A proxy-voting error related to the 2013 leveraged buyout of Dell has turned out to be quite costly for T. Rowe Price as the mutual-fund company announced it will pay $194 million to compensate investors.
A Delaware judge ruled last week that the $24 billion Dell buyout was undervalued, paving the way for shareholders in the tech company who opposed the deal to be paid significantly more money.

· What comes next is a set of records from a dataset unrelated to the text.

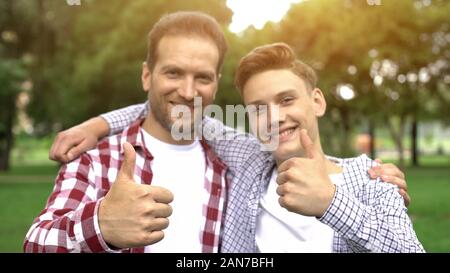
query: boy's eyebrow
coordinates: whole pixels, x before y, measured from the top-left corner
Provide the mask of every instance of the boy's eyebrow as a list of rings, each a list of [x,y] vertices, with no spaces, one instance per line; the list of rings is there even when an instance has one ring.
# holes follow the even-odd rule
[[[286,90],[283,90],[280,93],[276,94],[275,97],[277,99],[279,99],[285,95],[291,95],[292,93],[295,93],[295,92],[296,92],[295,89],[286,89]],[[249,102],[247,105],[264,105],[264,104],[267,104],[267,103],[265,103],[262,100],[255,100],[255,101]]]
[[[255,100],[252,102],[249,102],[247,105],[263,105],[266,104],[265,102],[263,102],[262,100]]]
[[[275,97],[276,98],[281,98],[281,97],[284,97],[286,95],[292,95],[292,93],[295,94],[296,90],[295,89],[286,89],[286,90],[283,90],[280,93],[278,93]]]

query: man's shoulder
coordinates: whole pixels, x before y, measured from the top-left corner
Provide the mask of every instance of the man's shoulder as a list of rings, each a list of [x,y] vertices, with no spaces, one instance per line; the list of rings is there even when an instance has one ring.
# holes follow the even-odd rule
[[[353,169],[353,170],[359,170],[359,171],[368,171],[370,168],[378,165],[378,163],[368,157],[366,154],[361,154],[356,157],[348,157],[348,158],[338,158],[333,157],[333,159],[336,159],[344,169]]]
[[[386,191],[397,191],[397,186],[393,184],[384,183],[380,178],[370,178],[367,171],[378,163],[367,155],[361,154],[341,160],[344,169],[344,186],[353,191],[360,199],[376,199]]]
[[[117,156],[117,158],[119,158],[121,138],[122,133],[105,137],[97,143],[97,146],[95,146],[95,148],[86,151],[84,153],[84,156],[90,158],[91,160],[99,159],[100,157],[105,156]]]
[[[250,133],[239,131],[225,125],[222,121],[211,117],[203,119],[203,136],[206,140],[239,140],[247,143],[258,144],[258,140]]]

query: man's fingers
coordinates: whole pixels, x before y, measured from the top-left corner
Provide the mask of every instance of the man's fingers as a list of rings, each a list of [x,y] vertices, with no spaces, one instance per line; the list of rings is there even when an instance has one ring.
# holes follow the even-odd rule
[[[119,170],[119,176],[124,179],[118,179],[120,180],[133,180],[134,177],[134,167],[136,165],[136,151],[134,150],[133,146],[125,142],[123,144],[123,152],[124,152],[124,158],[122,162],[122,166],[120,166]]]
[[[405,179],[405,174],[393,164],[382,164],[380,166],[372,167],[368,170],[368,173],[372,179],[382,175],[396,176],[400,179]]]
[[[375,179],[381,176],[381,169],[379,166],[372,167],[367,171],[369,173],[370,178]]]
[[[161,230],[149,232],[147,239],[145,240],[146,245],[152,245],[164,238],[164,232]]]
[[[154,203],[150,214],[156,218],[166,218],[172,215],[172,207],[165,203]]]
[[[390,184],[394,184],[398,186],[400,189],[403,189],[404,191],[408,191],[408,185],[406,184],[406,181],[401,178],[398,178],[397,176],[382,175],[381,180]]]
[[[386,170],[387,172],[389,172],[389,173],[387,173],[389,175],[395,175],[400,178],[405,178],[405,174],[397,166],[395,166],[392,163],[381,164],[380,168],[382,171]]]
[[[380,158],[375,158],[375,162],[377,162],[378,164],[383,164],[383,161]]]
[[[149,226],[149,231],[159,231],[166,229],[169,226],[169,219],[167,218],[155,218]]]
[[[403,197],[403,201],[405,202],[405,207],[409,206],[409,204],[411,203],[411,197],[409,196],[409,194],[403,189],[400,189],[399,193]]]
[[[372,178],[377,178],[382,175],[390,175],[390,176],[396,176],[401,179],[405,179],[405,174],[397,168],[395,165],[392,164],[382,164],[380,166],[376,166],[371,168],[369,171],[369,174],[374,175]]]
[[[157,203],[169,204],[173,201],[173,194],[168,189],[158,186],[149,186],[150,196]]]

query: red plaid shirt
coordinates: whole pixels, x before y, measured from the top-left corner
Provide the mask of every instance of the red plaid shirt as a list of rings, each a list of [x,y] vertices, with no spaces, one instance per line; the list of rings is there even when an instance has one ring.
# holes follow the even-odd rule
[[[134,122],[122,134],[106,138],[97,148],[61,167],[45,209],[28,231],[25,252],[144,252],[144,247],[114,251],[103,240],[98,224],[98,208],[116,180],[123,161],[122,144],[136,150],[136,183],[150,184],[153,156],[144,145],[142,120]],[[205,188],[210,194],[203,212],[203,252],[217,252],[227,184],[226,165],[202,140],[205,151]],[[176,208],[174,208],[176,210]]]

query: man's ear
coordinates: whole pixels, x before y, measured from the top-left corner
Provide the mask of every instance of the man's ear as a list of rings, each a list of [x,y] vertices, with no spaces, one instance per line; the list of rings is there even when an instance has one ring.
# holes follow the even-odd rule
[[[142,81],[142,89],[144,90],[144,92],[150,91],[151,72],[150,72],[150,68],[148,68],[147,62],[142,63],[141,81]]]
[[[322,117],[327,110],[327,101],[319,88],[314,88],[311,97],[313,99],[314,114],[316,117]]]
[[[216,89],[214,90],[213,100],[216,99],[217,90],[219,89],[220,78],[222,78],[222,74],[219,73],[219,74],[217,74],[217,86],[216,86]]]

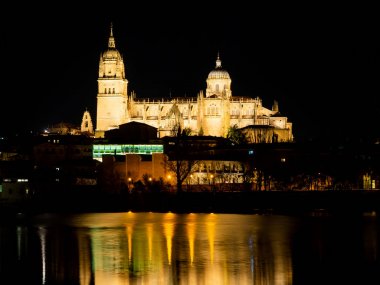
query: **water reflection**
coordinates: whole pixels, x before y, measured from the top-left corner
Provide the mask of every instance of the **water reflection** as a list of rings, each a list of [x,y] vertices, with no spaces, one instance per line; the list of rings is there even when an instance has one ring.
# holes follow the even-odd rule
[[[13,281],[27,284],[327,284],[334,272],[334,282],[363,281],[379,269],[378,242],[376,217],[46,214],[0,226],[0,281],[15,268]]]
[[[35,225],[42,284],[75,279],[75,260],[81,285],[292,284],[289,217],[44,215]]]
[[[41,282],[42,284],[46,284],[46,229],[40,227],[38,229],[38,234],[41,242]]]

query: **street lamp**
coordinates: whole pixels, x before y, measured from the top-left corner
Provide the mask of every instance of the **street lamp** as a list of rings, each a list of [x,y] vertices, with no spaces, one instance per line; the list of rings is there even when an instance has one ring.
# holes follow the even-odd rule
[[[190,174],[190,178],[187,179],[187,191],[190,190],[192,183],[193,183],[193,174]]]
[[[210,174],[210,183],[211,183],[212,193],[215,195],[215,185],[214,185],[214,175],[213,174]]]
[[[168,184],[169,184],[169,191],[172,191],[172,184],[171,184],[171,179],[172,179],[172,176],[170,175],[170,174],[168,174],[167,176],[166,176],[166,178],[167,178],[167,180],[168,180]]]
[[[129,193],[132,193],[132,178],[128,177],[128,190]]]

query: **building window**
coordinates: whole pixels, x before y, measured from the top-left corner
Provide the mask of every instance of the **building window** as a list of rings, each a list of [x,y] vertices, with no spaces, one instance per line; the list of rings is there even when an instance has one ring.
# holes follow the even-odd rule
[[[239,110],[236,109],[236,108],[235,108],[235,109],[232,109],[232,110],[231,110],[231,115],[232,115],[232,116],[239,116]]]
[[[216,116],[218,115],[218,113],[219,113],[219,110],[215,104],[212,104],[207,108],[207,115]]]

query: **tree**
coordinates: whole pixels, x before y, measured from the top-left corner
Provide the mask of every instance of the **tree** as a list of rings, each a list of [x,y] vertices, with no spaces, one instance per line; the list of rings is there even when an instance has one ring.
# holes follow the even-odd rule
[[[186,129],[185,129],[186,130]],[[175,135],[174,147],[164,158],[166,170],[174,173],[176,177],[177,192],[182,192],[182,184],[186,178],[194,172],[198,161],[189,153],[189,136],[187,131],[181,131],[180,127],[173,130]]]
[[[151,177],[150,174],[145,173],[142,176],[142,182],[145,186],[145,190],[150,193],[159,193],[167,188],[164,179],[160,177],[158,180]]]
[[[243,132],[238,128],[238,126],[235,124],[232,127],[229,127],[227,138],[235,145],[239,144],[245,144],[247,142],[247,139]]]
[[[182,131],[182,135],[183,136],[191,136],[192,132],[193,131],[191,130],[191,128],[184,128]]]
[[[249,191],[252,188],[252,180],[254,178],[252,164],[249,162],[240,162],[240,167],[243,173],[243,189],[244,191]]]

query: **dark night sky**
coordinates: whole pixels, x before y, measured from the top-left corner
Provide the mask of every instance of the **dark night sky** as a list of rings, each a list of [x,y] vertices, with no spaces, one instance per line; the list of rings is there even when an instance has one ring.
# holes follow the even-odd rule
[[[95,123],[99,55],[113,22],[138,97],[196,96],[219,51],[233,95],[269,108],[277,100],[296,140],[351,137],[352,127],[380,137],[374,7],[120,3],[4,11],[0,134],[79,125],[86,108]]]

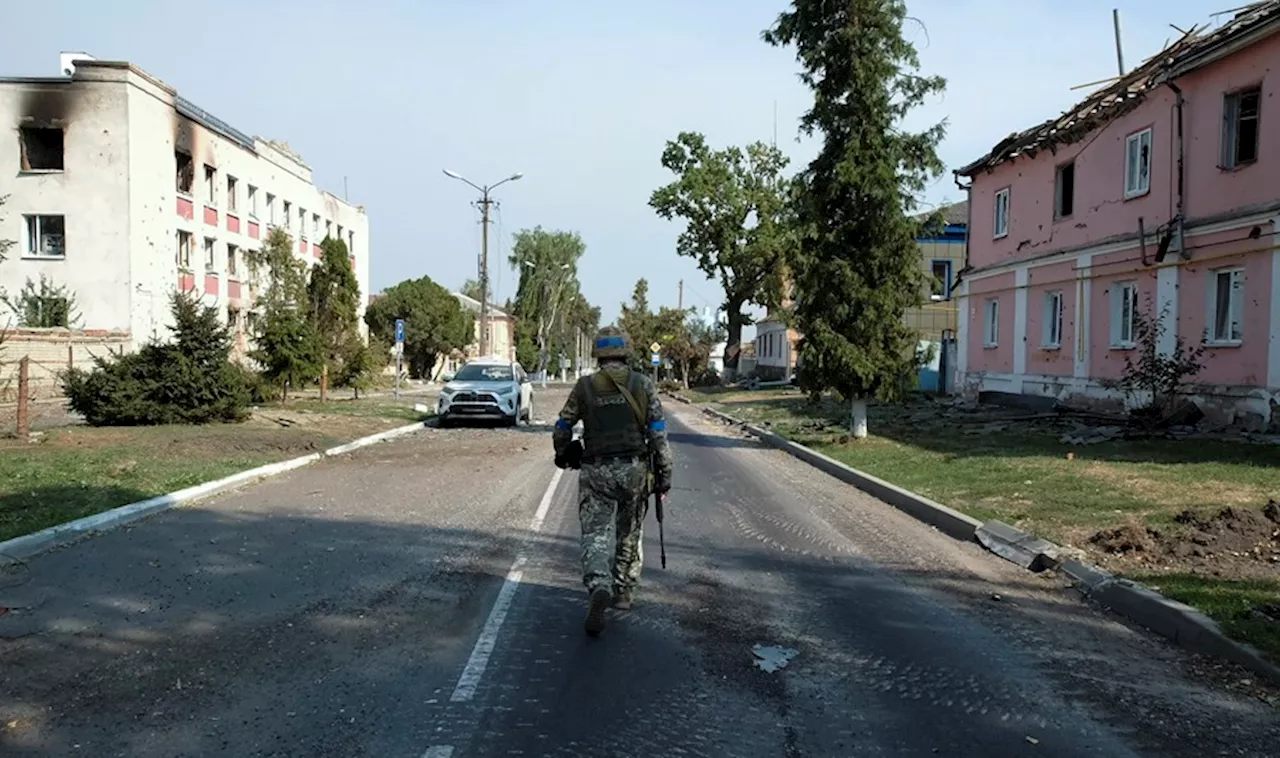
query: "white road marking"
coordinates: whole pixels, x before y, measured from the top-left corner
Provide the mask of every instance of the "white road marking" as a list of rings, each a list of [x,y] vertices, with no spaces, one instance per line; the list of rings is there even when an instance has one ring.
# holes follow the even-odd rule
[[[453,758],[453,745],[436,745],[427,748],[422,758]]]
[[[551,507],[556,487],[560,484],[560,477],[563,475],[563,469],[556,469],[555,474],[551,476],[551,483],[547,485],[547,491],[543,493],[542,500],[538,503],[538,510],[529,524],[531,533],[542,529],[542,522],[547,518],[547,510]],[[507,620],[507,611],[511,609],[511,601],[515,597],[516,589],[520,586],[521,577],[524,576],[521,567],[524,566],[525,560],[524,554],[520,553],[511,564],[511,570],[507,572],[507,577],[502,582],[502,589],[498,591],[498,599],[493,602],[489,618],[484,622],[484,628],[480,630],[480,638],[471,649],[471,657],[467,659],[467,665],[462,669],[462,676],[458,677],[458,685],[449,698],[450,702],[464,703],[475,697],[476,688],[480,686],[480,679],[484,677],[485,668],[488,667],[489,658],[493,655],[493,648],[498,642],[502,623]],[[453,748],[449,750],[451,753]],[[450,753],[428,755],[424,758],[448,758]]]

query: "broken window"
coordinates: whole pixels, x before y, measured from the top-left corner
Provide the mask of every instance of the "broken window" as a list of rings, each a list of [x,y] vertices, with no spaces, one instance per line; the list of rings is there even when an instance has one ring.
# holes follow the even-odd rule
[[[249,218],[257,218],[258,217],[258,188],[250,184],[248,194],[249,194]]]
[[[196,162],[181,150],[173,151],[173,159],[178,166],[178,191],[190,195],[191,185],[196,181]]]
[[[307,209],[298,209],[298,236],[302,239],[307,238]]]
[[[61,171],[62,130],[57,127],[24,126],[18,130],[22,145],[23,171]]]
[[[274,224],[276,222],[276,196],[267,193],[267,223]]]
[[[1130,134],[1124,151],[1124,196],[1145,195],[1151,191],[1151,130]]]
[[[216,168],[213,166],[204,167],[204,198],[205,202],[209,205],[218,204],[218,195],[216,192],[218,187],[217,177],[218,170]]]
[[[67,222],[63,216],[24,216],[28,258],[63,258],[67,254]]]
[[[227,306],[227,324],[231,327],[231,331],[233,332],[244,331],[244,329],[241,327],[241,318],[240,318],[241,315],[242,313],[239,308],[236,308],[234,306]]]
[[[1040,339],[1042,347],[1049,349],[1062,347],[1062,311],[1062,293],[1045,293],[1044,334]]]
[[[290,209],[291,207],[292,207],[292,204],[291,204],[288,200],[285,200],[285,201],[284,201],[284,213],[283,213],[283,214],[281,214],[283,217],[282,217],[280,220],[284,223],[284,230],[285,230],[286,232],[287,232],[287,231],[289,231],[289,224],[290,224],[289,219],[291,219],[291,218],[292,218],[292,216],[290,216],[290,215],[289,215],[289,209]]]
[[[227,245],[227,275],[238,276],[236,273],[236,258],[239,257],[240,248],[235,245]]]
[[[178,232],[178,268],[191,270],[191,232]]]
[[[333,222],[326,221],[324,222],[324,237],[325,239],[329,239],[332,236],[333,236]]]
[[[1076,204],[1076,162],[1058,167],[1058,181],[1054,187],[1053,216],[1066,218],[1075,210]]]
[[[213,239],[212,237],[204,238],[204,270],[205,271],[212,272],[216,270],[214,268],[215,256],[213,252],[213,246],[216,242],[217,240]]]
[[[356,233],[347,232],[347,237],[347,252],[351,254],[352,258],[354,258],[356,257]]]
[[[236,212],[236,178],[227,176],[227,211]]]
[[[1233,92],[1222,100],[1222,167],[1236,168],[1258,160],[1258,87]]]
[[[320,214],[311,214],[311,238],[320,239]]]

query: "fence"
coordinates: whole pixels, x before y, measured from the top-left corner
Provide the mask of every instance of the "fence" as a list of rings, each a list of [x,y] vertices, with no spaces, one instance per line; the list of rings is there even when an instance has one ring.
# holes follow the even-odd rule
[[[66,416],[62,373],[91,368],[94,356],[132,349],[127,332],[8,329],[0,332],[0,434]],[[25,376],[24,376],[25,374]],[[19,427],[22,427],[19,429]]]

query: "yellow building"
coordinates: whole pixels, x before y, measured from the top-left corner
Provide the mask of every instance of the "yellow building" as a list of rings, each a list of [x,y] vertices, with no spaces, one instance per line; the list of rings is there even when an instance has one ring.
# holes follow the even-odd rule
[[[965,229],[969,222],[969,204],[959,202],[941,209],[944,229],[920,239],[920,265],[930,277],[927,302],[909,308],[903,314],[907,326],[920,333],[920,339],[941,342],[943,332],[955,335],[959,324],[957,301],[951,290],[956,275],[964,267]]]

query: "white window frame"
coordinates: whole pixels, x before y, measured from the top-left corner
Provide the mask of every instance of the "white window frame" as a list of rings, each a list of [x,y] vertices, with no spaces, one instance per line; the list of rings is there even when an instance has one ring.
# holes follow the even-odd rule
[[[1012,187],[997,190],[995,205],[991,217],[991,238],[1001,239],[1009,236],[1009,207]]]
[[[1066,298],[1062,290],[1044,294],[1044,333],[1040,344],[1046,350],[1057,350],[1062,347],[1062,322]]]
[[[274,224],[276,222],[276,196],[267,193],[267,223]]]
[[[1218,311],[1222,306],[1219,301],[1218,288],[1223,277],[1230,282],[1226,311],[1222,314],[1226,323],[1225,332],[1219,330]],[[1206,324],[1208,339],[1211,345],[1230,346],[1244,342],[1244,269],[1238,266],[1213,269],[1209,272],[1209,292],[1205,298],[1208,309]]]
[[[257,220],[258,218],[258,188],[252,184],[246,185],[247,204],[249,206],[249,218]]]
[[[1127,333],[1125,309],[1128,309]],[[1133,314],[1138,312],[1138,283],[1133,280],[1111,285],[1111,348],[1128,350],[1134,341]]]
[[[288,200],[281,200],[280,202],[284,204],[283,205],[283,208],[284,208],[283,223],[280,224],[280,228],[284,229],[287,232],[289,231],[289,224],[293,223],[293,217],[291,215],[293,213],[293,204],[291,204]]]
[[[982,310],[982,346],[1000,345],[1000,299],[987,298]]]
[[[240,279],[240,269],[237,263],[239,253],[239,247],[230,242],[227,243],[227,276],[236,280]]]
[[[943,264],[943,266],[946,267],[946,276],[942,278],[942,294],[941,295],[933,294],[933,290],[932,288],[930,288],[929,299],[935,303],[943,302],[951,299],[951,269],[952,269],[951,259],[950,258],[931,258],[929,260],[929,276],[930,277],[934,276],[933,267],[938,265],[939,263]]]
[[[307,240],[307,209],[301,206],[298,208],[298,238],[304,242]]]
[[[204,270],[205,273],[215,273],[218,268],[218,241],[213,237],[204,238]]]
[[[178,268],[182,271],[190,271],[191,270],[191,248],[195,246],[195,235],[192,234],[191,232],[184,232],[183,230],[179,229],[177,246],[178,247],[177,247],[175,257],[177,258]]]
[[[204,164],[204,204],[211,207],[218,207],[218,169]]]
[[[1124,140],[1124,197],[1126,200],[1142,197],[1151,191],[1151,157],[1154,141],[1151,127],[1134,132]],[[1147,148],[1147,165],[1143,171],[1142,148]],[[1137,164],[1135,165],[1135,161]],[[1134,170],[1137,175],[1134,175]]]
[[[240,181],[227,174],[227,213],[240,212]]]
[[[44,224],[48,219],[62,219],[62,234],[48,234]],[[22,217],[26,244],[22,257],[30,260],[60,261],[67,257],[67,217],[59,213],[32,213]],[[46,244],[47,243],[47,244]]]

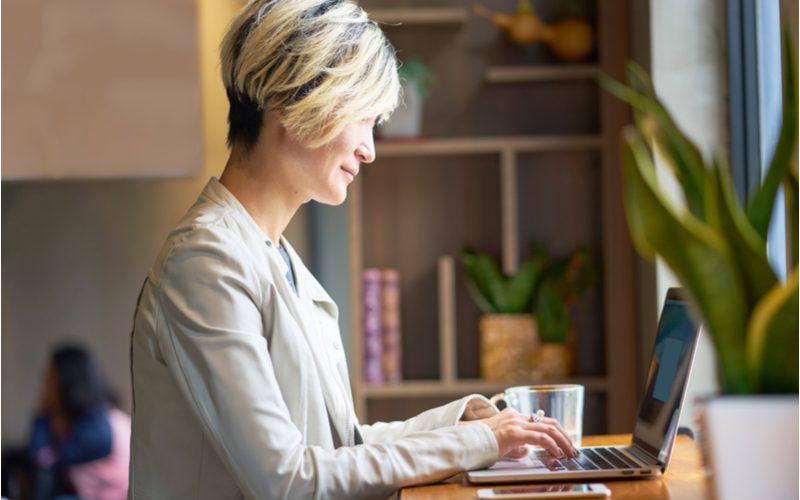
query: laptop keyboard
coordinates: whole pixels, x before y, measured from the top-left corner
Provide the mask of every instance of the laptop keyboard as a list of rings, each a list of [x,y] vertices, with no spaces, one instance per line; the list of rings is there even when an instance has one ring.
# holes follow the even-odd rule
[[[580,448],[577,458],[556,458],[545,450],[537,450],[536,458],[552,471],[638,469],[636,462],[616,448]]]

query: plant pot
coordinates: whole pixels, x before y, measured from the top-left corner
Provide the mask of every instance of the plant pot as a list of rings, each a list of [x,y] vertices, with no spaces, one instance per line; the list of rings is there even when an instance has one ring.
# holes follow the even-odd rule
[[[422,107],[425,100],[411,83],[403,84],[403,100],[386,123],[378,126],[384,139],[413,138],[422,135]]]
[[[721,396],[697,416],[712,498],[797,498],[797,395]]]
[[[530,376],[538,344],[530,314],[484,314],[479,322],[481,377],[519,380]]]
[[[541,378],[565,378],[572,375],[575,349],[568,342],[542,342],[533,355],[533,374]]]

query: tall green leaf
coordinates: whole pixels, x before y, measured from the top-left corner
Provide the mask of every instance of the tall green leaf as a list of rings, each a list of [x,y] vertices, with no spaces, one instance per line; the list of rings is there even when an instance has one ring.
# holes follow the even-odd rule
[[[506,282],[506,310],[509,314],[528,312],[533,290],[538,284],[543,263],[530,259],[520,264],[517,273]]]
[[[631,62],[627,73],[634,88],[605,75],[598,77],[598,82],[637,111],[640,133],[662,152],[661,158],[683,188],[689,210],[701,220],[705,219],[704,185],[707,172],[700,150],[681,132],[666,107],[658,100],[649,79],[641,76],[644,70]],[[635,89],[643,89],[645,93]]]
[[[483,313],[499,312],[503,275],[488,256],[465,252],[461,262],[466,271],[467,291]],[[502,300],[502,299],[501,299]]]
[[[798,390],[797,267],[753,311],[747,334],[747,365],[760,393]]]
[[[467,291],[484,313],[517,314],[528,312],[531,297],[541,279],[547,260],[531,258],[511,277],[506,277],[491,256],[464,252]]]
[[[798,185],[797,185],[797,172],[794,169],[789,169],[786,179],[783,181],[784,194],[786,195],[786,224],[789,233],[789,255],[792,261],[789,264],[791,267],[797,267],[797,218],[798,218]]]
[[[783,33],[783,116],[778,144],[769,163],[764,182],[747,207],[747,217],[763,240],[767,239],[769,221],[778,186],[791,169],[792,153],[797,143],[797,68],[791,35]]]
[[[561,293],[551,283],[543,283],[533,308],[543,342],[565,342],[572,328],[572,318]]]
[[[724,239],[691,213],[676,212],[662,198],[655,166],[639,133],[623,131],[625,213],[642,253],[657,249],[692,294],[707,323],[728,393],[747,393],[745,360],[747,300],[735,259]]]
[[[750,225],[739,205],[730,169],[721,154],[714,157],[713,173],[714,182],[710,184],[715,188],[717,205],[709,222],[728,240],[744,278],[747,310],[752,311],[761,297],[778,283],[778,278],[767,260],[766,243]]]

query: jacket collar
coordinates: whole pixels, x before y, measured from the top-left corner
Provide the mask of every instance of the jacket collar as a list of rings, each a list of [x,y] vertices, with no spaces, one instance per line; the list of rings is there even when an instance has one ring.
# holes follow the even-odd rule
[[[269,243],[270,246],[272,245],[269,237],[256,223],[256,221],[250,215],[250,212],[247,211],[244,205],[241,204],[241,202],[233,195],[233,193],[228,191],[228,188],[222,185],[217,177],[211,177],[211,179],[209,179],[208,184],[206,184],[205,189],[203,189],[201,196],[230,209],[236,214],[236,219],[242,225],[244,225],[248,232],[258,235],[258,239],[264,241],[265,244]],[[314,276],[308,271],[306,266],[303,265],[302,261],[300,260],[300,256],[297,255],[294,247],[292,247],[292,245],[284,236],[281,236],[280,244],[286,249],[286,252],[289,254],[289,259],[292,261],[295,280],[297,282],[297,292],[300,297],[326,304],[327,307],[331,309],[333,315],[338,317],[338,308],[336,307],[336,303],[333,301],[331,296],[328,295],[328,292],[322,288],[322,285],[319,284],[317,279],[314,278]],[[286,262],[282,257],[277,255],[277,248],[271,249],[274,251],[274,256],[277,257],[276,260],[278,265],[281,266],[281,269],[283,269],[283,274],[285,275],[286,272],[289,271],[289,268],[286,266]]]
[[[281,245],[286,249],[286,252],[289,254],[289,259],[292,261],[295,280],[297,280],[297,291],[300,297],[307,297],[314,302],[323,304],[330,310],[334,317],[338,318],[339,310],[336,306],[336,302],[334,302],[331,296],[328,295],[328,292],[322,288],[322,285],[319,284],[319,281],[311,274],[308,268],[303,265],[294,247],[292,247],[289,241],[283,236],[281,236]]]
[[[256,224],[256,221],[253,219],[253,216],[250,215],[250,212],[244,208],[244,205],[242,205],[242,203],[233,195],[233,193],[228,191],[228,188],[222,185],[218,178],[212,177],[209,179],[208,184],[206,184],[206,187],[203,189],[200,197],[207,198],[209,201],[229,209],[236,214],[236,219],[244,225],[248,232],[257,234],[259,239],[269,241],[267,233],[265,233],[261,227]]]

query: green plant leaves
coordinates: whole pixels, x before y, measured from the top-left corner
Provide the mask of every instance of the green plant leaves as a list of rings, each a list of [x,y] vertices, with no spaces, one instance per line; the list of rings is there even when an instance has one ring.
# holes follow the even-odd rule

T. Rowe Price will miss out on any compensation because it mistakenly voted its 31 million shares in favor of the takeover by Dell’s founder and a private-equity partner.
But T. Rowe Price investors will be getting a bump of up to 1.2% in the net asset value of their portfolios, compensating them for the difference of 28% between the buyout price and the judge’s valuation, plus statutory interest.
“T. Rowe Price has a long history of putting our clients’ interests first, and that is what we are doing here,” CEO William J. Stromberg said Monday in a news release.
“The court’s determination that the original buyout consideration offered by Dell was too low validated our original investment view,” he added. “By compensating our clients based on the court’s May 31, 2016, ruling, clients will come out ahead as compared with how they would have fared had they taken the merger consideration.”
As a result of the payout, T. Rowe Price will take a charge of $194 million in the second quarter, reducing after-tax net income by $118 million, or 46 cents a share. Last quarter, it earned $1.15 a share in profits.
“The firm’s financial strength is rock solid, and we will make these payments from available cash,” Stromberg said.
T. Rowe Price was one of the most vocal critics of the Dell buyout. But according to The Wall Street Journal, its default position in merger votes is to support management and, in the case of Dell, its computerized voting system gave instructions to vote “yes” that weren’t manually overridden before the final vote.